LangChain Vector Store Queries

Python
LLM
OpenAI
langchain
FAISS
vector store
Vector DB retrieval using Facebook AI Similarity Search (FAISS) with OpenAI embeddings
Author

Dennis Chua

Published

July 11, 2024

Built-In Parameters of Large Language Models

Much has been said about LLM parameters and how they determine text completions. Under the hood, LLMs are made of interconnected neural network nodes organized into layers. During LLM training, the network learns from training data and weights are assigned to the connection between the nodes. Through a series of forward and back propagation, these weights are optimized to improve the LLM’s performance, enabling it to make accurate predictions. Along with the quantity and quality of the training data, plus hyperparameters that can be fine-tuned to improve the LLM performance on specific tasks, these interconnection weights represent the parameters of the LLM.

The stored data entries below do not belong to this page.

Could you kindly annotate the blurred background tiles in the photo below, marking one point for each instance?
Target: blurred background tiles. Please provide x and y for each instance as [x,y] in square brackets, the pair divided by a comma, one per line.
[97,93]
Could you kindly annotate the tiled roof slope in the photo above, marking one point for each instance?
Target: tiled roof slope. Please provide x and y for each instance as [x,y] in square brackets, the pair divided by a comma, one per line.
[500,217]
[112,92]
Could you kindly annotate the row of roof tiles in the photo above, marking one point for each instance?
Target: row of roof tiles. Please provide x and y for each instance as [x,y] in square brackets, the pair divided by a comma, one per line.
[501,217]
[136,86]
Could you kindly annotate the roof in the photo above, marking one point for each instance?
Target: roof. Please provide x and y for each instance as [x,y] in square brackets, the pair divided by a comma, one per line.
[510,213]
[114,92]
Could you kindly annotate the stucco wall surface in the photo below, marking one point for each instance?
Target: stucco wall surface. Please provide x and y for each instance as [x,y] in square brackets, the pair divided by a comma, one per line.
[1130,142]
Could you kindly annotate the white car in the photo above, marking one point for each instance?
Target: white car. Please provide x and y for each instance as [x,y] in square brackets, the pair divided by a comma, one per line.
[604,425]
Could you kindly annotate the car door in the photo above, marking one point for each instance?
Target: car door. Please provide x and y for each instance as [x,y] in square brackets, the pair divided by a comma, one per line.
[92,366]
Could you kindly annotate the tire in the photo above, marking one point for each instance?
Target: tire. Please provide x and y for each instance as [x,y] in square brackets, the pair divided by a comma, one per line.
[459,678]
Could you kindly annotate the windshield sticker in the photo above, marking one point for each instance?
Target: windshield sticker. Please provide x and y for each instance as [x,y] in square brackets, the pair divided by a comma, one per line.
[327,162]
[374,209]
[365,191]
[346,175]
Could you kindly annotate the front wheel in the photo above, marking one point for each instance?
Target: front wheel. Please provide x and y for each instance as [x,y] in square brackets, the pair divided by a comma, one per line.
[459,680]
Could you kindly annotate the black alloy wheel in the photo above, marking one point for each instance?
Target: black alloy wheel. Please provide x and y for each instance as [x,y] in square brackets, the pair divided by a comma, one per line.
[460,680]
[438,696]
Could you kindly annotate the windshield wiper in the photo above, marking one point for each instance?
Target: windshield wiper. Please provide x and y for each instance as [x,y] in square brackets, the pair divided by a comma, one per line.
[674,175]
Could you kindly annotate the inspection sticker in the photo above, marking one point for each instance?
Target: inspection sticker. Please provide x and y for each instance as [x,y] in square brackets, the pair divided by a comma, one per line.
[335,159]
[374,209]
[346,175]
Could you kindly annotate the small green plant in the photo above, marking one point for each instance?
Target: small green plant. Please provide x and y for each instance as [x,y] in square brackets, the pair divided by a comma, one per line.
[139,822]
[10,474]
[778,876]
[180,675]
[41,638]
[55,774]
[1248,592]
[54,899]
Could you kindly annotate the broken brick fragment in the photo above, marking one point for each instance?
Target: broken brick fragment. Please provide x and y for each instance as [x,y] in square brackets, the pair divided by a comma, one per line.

Augmenting with Non-Parametric Knowledge

Vector stores are one way to extend a model with non-parameteric data. By means of embeddings – words, subwords and characters represented in continuous vector space – we add domain-specific information to the knowledge store of the LLM, helping it to respond to a wider range of queries with more relevant text completions.

Source: https://python.langchain.com/docs/modules/data_connection/vectorstores/

In LangChain, three embedding components come into play. All three are integrated into an embedding vector store.

  • An embedding model
  • Source data (multiple-text) embedding
  • User query (single input text) embedding

In the next section, we’ll present a working example of Python-LangChain vector store queries that illustrates each of these three components.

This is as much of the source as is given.